Russian Mafia Links to Don Corleone Trump

Don Corleone Trump

Stuart Lyle

What if Russian interference in the US elections really is not as cunning and sophisticated as it has been portrayed in the media?  And all the Facebook advertising and black ops were just blundering attempts to further the success of now-entrenched Russian kleptocracy?  That’s the thesis behind Masha Gessen’s recent article in The New Yorker:

The story is not that Putin is masterminding a vast and brilliant attack on Western democracy. The story, it appears, is that the Russian Mafia state is cultivating profit-yielding relationships with the aspiring Mafia boss of the U.S. and his band of crooks, subverting democratic institutions in the process.

Gessen pooh-poohs the idea that there is any grand strategy behind what the Russians have been doing.  She points to Bálint Magyar’s work on the advent of a “Mafia State” in Hungary under ostensibly democratically elected Victor Orbán.  His book, Post-Communist Mafia State is published by the Central European University – the school that Orbán has worked successfully to drive out of Hungary.

Gessen’s main point is that if you are looking for the standard political logic behind Russian interference, you are wasting your time.  The only logic that fits is mafia logic: if it is profitable and enhances the status of the boss, then it is worth it, whether or not it is something good for the state.

It is a grim view of Russian from an insider.  And a sobering view of the current White House occupant as someone who jealously covets the loyal machinery that his Russian counterpart commands.  And not just Russian, but strongmen the world over, including criminals like Duarte in the Philippines and Kim Jong Un in North Korea.

3 thoughts on “Russian Mafia Links to Don Corleone Trump

  1. Social media are awash in all kinds of mis- and dis-information seeking to further political ideologies. This has been going on for a long, long time and Mark Zuckerberg appears to be conveniently “helpless” to crack down on it, despite making occasional noises to that effect. It would take a small army of computer forensics detectives to pin down the geographical origin points of these social media posts. Personally, I am not concerned with what this or that foreign government or foreign private individuals posted trying to influence our 2016 elections. We need look no farther than the Electoral College to find what’s responsible for Trump’s very unexpected (including by himself, apparently!) victory at the ballot box. You see, some folks get to cast more than one vote, in essence, a vote-and-a-fraction if you will. As I understand it, the Electoral College was established to try to give the small farmers in the “younger” territories of the nation (out west) a chance to counter the power of the “elites”–the bankers and the businessmen–concentrated on the eastern seaboard. (Let us not forget that the leading lights of the nascent USA were the large landowners in places like Virginia and Maryland, their fields tended by slave labor. Brilliant intellects, but they were no friends of the common folk.) So I maintain that we are saddled with Donald J. Trump because the votes of yahoos in states like Montana, Wyoming and Idaho OUTWEIGHED the popular vote which favored Madam Clinton. Trump required no assistance from Russia or any other foreign entity. Come on, prove me wrong, somebody!

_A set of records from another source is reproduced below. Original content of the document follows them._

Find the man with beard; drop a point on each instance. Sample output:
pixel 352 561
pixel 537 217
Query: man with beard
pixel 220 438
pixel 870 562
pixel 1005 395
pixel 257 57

    • You’re not wrong about the significance of the antiquated EC, Greg. But democratic republics are operating in an environment rife with opportunity for misinformation influence.

      Given the outcome of the 2000 US election, where ~ 800 votes (and a hasty USSC decision) delivered the eventual Oval Office proposal — and tragic motivated reasoning bipartisan Congressional support of same — less than two years later for an invasion of Iraq, and siphoning of 2016 Hilary votes by non-conservatives, who either wasted ballots on Green Pary candidates or stayed home in a fit of Bernie-got-fucked-by-the-DNC-and-now-I’ll-show-them! pique greatly accelerated by social media manipulators, many of them operating (with intrusive foreign governmental sanction) from pc’s located outside CONUS, and the effects of both of the above exponentially exacerbated by all that has occurred with information media over the prior going-on-four decades …

      … I can’t discount the potential of on-going harm to the US elections process — and the concommitant threat posed to the liberal democracy project — resulting from extremely marginal “third party” Presidential candidacies, and/or cyber malice from any number of sources.

      • First, I state for the record that I voted for Jill Stein. That did not prevent Clinton from winning my state. As long as we remain mired in the mindset that we “have to” vote for one of the main parties, there will be no real movement toward change. Here’s something missing thus far from this discussion: voter suppression. Do we really live in a “democratic republic” if local officials can get away with disqualifying tens of thousands of potential voters for such “chickenshit” (as we would have said in the Army back in the day) reasons as a minor typographical error in how a name is entered on the rolls? Or a criminal conviction from years before, regardless of a person living a “straight” life in the intervening years? Other issues: 1.) States that use a “winner takes all” approach to awarding Electoral College votes, rather than doing it proportional to the actual votes cast [make no mistake, though: I want the EC abolished, not reformed]; 2.) the use of Super Delegates to rig the nominating process within a party. This last issue is one for the Democratic Party to clean up internally. I have no say in the matter.